When analyzing previous studies that charted the effects of odor concentrations on sharks, Gardiner noticed that the speed with which an odor was received was the biggest factor in determining their routes.

“I had for a long time been intrigued by the idea that even very small fishes have two nostrils that are separated by maybe only one millimeter and this whole notion that animals would use concentration differences seemed unattainable,” Atema said. “We know that, in hearing, arrival time differences are very important and the brain is very capable of extracting very fast time differences, so I was always very interested in discovering how that would work – how animals could rely on time differences and that’s when we decided to do the study.”

Their study, which was funded by the National Science Foundation, began two years ago, Gardiner said, and outfitted eight small dogfish sharks with equipment stitched to their heads with a piece of Velcro.

“It almost looks like head gear,” she said. “It’s basically a frame that attaches to the top of the head of the animal and wraps around the snout so tubing can fit just inside the nostril of the animal.
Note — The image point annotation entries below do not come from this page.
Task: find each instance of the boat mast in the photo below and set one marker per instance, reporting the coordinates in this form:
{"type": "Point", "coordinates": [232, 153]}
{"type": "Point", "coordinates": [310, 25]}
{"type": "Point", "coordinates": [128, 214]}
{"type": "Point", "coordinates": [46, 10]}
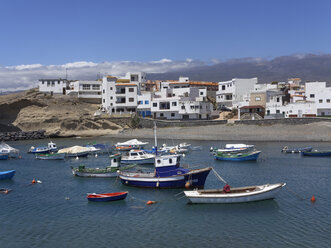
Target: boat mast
{"type": "Point", "coordinates": [155, 138]}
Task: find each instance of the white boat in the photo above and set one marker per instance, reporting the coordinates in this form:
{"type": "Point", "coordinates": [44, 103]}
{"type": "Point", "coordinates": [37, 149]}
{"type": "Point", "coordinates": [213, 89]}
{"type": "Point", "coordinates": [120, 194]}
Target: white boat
{"type": "Point", "coordinates": [236, 195]}
{"type": "Point", "coordinates": [138, 157]}
{"type": "Point", "coordinates": [12, 152]}
{"type": "Point", "coordinates": [75, 151]}
{"type": "Point", "coordinates": [129, 145]}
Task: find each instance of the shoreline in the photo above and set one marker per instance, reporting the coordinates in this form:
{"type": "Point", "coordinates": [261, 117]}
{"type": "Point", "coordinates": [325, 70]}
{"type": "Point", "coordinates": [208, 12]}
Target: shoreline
{"type": "Point", "coordinates": [313, 132]}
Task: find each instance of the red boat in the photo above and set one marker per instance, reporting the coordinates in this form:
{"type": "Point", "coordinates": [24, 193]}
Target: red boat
{"type": "Point", "coordinates": [107, 196]}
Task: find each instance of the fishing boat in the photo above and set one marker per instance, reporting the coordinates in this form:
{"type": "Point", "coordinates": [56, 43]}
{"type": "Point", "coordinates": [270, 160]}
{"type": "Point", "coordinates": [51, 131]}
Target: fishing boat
{"type": "Point", "coordinates": [51, 147]}
{"type": "Point", "coordinates": [12, 152]}
{"type": "Point", "coordinates": [50, 156]}
{"type": "Point", "coordinates": [109, 171]}
{"type": "Point", "coordinates": [138, 157]}
{"type": "Point", "coordinates": [234, 148]}
{"type": "Point", "coordinates": [129, 145]}
{"type": "Point", "coordinates": [7, 174]}
{"type": "Point", "coordinates": [75, 151]}
{"type": "Point", "coordinates": [107, 196]}
{"type": "Point", "coordinates": [296, 150]}
{"type": "Point", "coordinates": [4, 191]}
{"type": "Point", "coordinates": [167, 174]}
{"type": "Point", "coordinates": [317, 153]}
{"type": "Point", "coordinates": [4, 156]}
{"type": "Point", "coordinates": [242, 156]}
{"type": "Point", "coordinates": [236, 195]}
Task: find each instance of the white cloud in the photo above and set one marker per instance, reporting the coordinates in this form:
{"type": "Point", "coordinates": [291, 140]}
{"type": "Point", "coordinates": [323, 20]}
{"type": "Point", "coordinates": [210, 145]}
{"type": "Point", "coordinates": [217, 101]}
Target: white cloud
{"type": "Point", "coordinates": [22, 77]}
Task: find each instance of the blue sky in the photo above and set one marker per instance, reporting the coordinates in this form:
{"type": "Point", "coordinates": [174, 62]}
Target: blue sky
{"type": "Point", "coordinates": [59, 32]}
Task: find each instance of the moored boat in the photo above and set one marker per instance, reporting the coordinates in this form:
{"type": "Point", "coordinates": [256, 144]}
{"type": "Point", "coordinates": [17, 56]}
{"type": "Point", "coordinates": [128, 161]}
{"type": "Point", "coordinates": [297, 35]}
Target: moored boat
{"type": "Point", "coordinates": [129, 145]}
{"type": "Point", "coordinates": [109, 171]}
{"type": "Point", "coordinates": [51, 147]}
{"type": "Point", "coordinates": [106, 196]}
{"type": "Point", "coordinates": [50, 156]}
{"type": "Point", "coordinates": [137, 157]}
{"type": "Point", "coordinates": [167, 174]}
{"type": "Point", "coordinates": [244, 156]}
{"type": "Point", "coordinates": [317, 153]}
{"type": "Point", "coordinates": [236, 195]}
{"type": "Point", "coordinates": [296, 150]}
{"type": "Point", "coordinates": [7, 174]}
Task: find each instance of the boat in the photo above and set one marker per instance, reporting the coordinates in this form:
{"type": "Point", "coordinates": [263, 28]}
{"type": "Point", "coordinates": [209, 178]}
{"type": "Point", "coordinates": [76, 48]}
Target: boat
{"type": "Point", "coordinates": [50, 156]}
{"type": "Point", "coordinates": [12, 152]}
{"type": "Point", "coordinates": [51, 147]}
{"type": "Point", "coordinates": [109, 171]}
{"type": "Point", "coordinates": [4, 191]}
{"type": "Point", "coordinates": [167, 174]}
{"type": "Point", "coordinates": [234, 148]}
{"type": "Point", "coordinates": [7, 174]}
{"type": "Point", "coordinates": [236, 195]}
{"type": "Point", "coordinates": [137, 157]}
{"type": "Point", "coordinates": [75, 151]}
{"type": "Point", "coordinates": [296, 150]}
{"type": "Point", "coordinates": [4, 156]}
{"type": "Point", "coordinates": [241, 156]}
{"type": "Point", "coordinates": [129, 145]}
{"type": "Point", "coordinates": [317, 153]}
{"type": "Point", "coordinates": [107, 196]}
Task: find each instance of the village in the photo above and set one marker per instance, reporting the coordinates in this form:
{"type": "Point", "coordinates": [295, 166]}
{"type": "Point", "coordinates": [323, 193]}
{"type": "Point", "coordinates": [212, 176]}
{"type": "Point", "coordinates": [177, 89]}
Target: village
{"type": "Point", "coordinates": [197, 100]}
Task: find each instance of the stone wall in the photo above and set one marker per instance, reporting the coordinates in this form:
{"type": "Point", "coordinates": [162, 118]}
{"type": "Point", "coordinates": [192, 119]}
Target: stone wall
{"type": "Point", "coordinates": [285, 121]}
{"type": "Point", "coordinates": [20, 135]}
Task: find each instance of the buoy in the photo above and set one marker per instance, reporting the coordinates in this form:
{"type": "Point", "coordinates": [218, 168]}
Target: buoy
{"type": "Point", "coordinates": [151, 202]}
{"type": "Point", "coordinates": [187, 185]}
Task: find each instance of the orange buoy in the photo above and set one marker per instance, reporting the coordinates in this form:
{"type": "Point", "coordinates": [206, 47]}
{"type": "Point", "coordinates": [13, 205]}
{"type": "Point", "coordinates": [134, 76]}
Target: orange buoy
{"type": "Point", "coordinates": [151, 202]}
{"type": "Point", "coordinates": [187, 185]}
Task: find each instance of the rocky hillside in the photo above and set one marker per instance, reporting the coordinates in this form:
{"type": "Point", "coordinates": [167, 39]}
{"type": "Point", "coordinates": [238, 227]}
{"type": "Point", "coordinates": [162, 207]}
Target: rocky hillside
{"type": "Point", "coordinates": [58, 115]}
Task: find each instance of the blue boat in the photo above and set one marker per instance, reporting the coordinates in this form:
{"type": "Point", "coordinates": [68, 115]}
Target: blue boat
{"type": "Point", "coordinates": [317, 153]}
{"type": "Point", "coordinates": [107, 196]}
{"type": "Point", "coordinates": [7, 174]}
{"type": "Point", "coordinates": [167, 174]}
{"type": "Point", "coordinates": [250, 156]}
{"type": "Point", "coordinates": [4, 156]}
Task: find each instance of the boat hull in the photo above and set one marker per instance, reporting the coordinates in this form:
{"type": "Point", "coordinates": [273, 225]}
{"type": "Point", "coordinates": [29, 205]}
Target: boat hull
{"type": "Point", "coordinates": [7, 174]}
{"type": "Point", "coordinates": [107, 197]}
{"type": "Point", "coordinates": [193, 179]}
{"type": "Point", "coordinates": [251, 157]}
{"type": "Point", "coordinates": [268, 193]}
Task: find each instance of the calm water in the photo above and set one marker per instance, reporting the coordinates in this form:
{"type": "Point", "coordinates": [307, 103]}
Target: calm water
{"type": "Point", "coordinates": [40, 216]}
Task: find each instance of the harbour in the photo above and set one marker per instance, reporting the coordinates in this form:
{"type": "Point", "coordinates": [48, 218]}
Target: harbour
{"type": "Point", "coordinates": [57, 213]}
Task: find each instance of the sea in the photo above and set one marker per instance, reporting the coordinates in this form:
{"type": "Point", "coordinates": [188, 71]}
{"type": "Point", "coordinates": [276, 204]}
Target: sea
{"type": "Point", "coordinates": [56, 213]}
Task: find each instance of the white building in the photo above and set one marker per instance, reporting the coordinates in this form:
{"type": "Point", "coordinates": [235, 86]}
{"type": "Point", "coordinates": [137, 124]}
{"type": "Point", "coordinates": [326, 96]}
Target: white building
{"type": "Point", "coordinates": [231, 93]}
{"type": "Point", "coordinates": [321, 95]}
{"type": "Point", "coordinates": [88, 90]}
{"type": "Point", "coordinates": [56, 86]}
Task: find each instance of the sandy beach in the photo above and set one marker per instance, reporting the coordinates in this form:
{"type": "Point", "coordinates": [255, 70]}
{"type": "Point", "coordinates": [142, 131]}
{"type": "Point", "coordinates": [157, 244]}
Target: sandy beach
{"type": "Point", "coordinates": [320, 131]}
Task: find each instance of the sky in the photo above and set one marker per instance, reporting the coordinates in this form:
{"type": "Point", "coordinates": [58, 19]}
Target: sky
{"type": "Point", "coordinates": [41, 38]}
It’s connected to two syringe pumps that push the odor through and control odor and timing, synched by a computer.”

They found that the animals have between 0.1 and 0.5 seconds to determine which direction to turn on the hunt for food or else they leave it up to chance. This may provide the information necessary to create maneuverable underwater robots, but it has yet to provide any implications for the animals’ interactions with humans in the water, she said.

However, Gardiner and Atema’s work is not finished yet.

“I’m still working with sharks,” Gardiner, who came to USF after earning her degree from Boston University and working for the Canadian government, said. “This is just one small piece of a much larger comprehensive approach at shark sensory biology and how they integrate information from all of their senses while feeding.”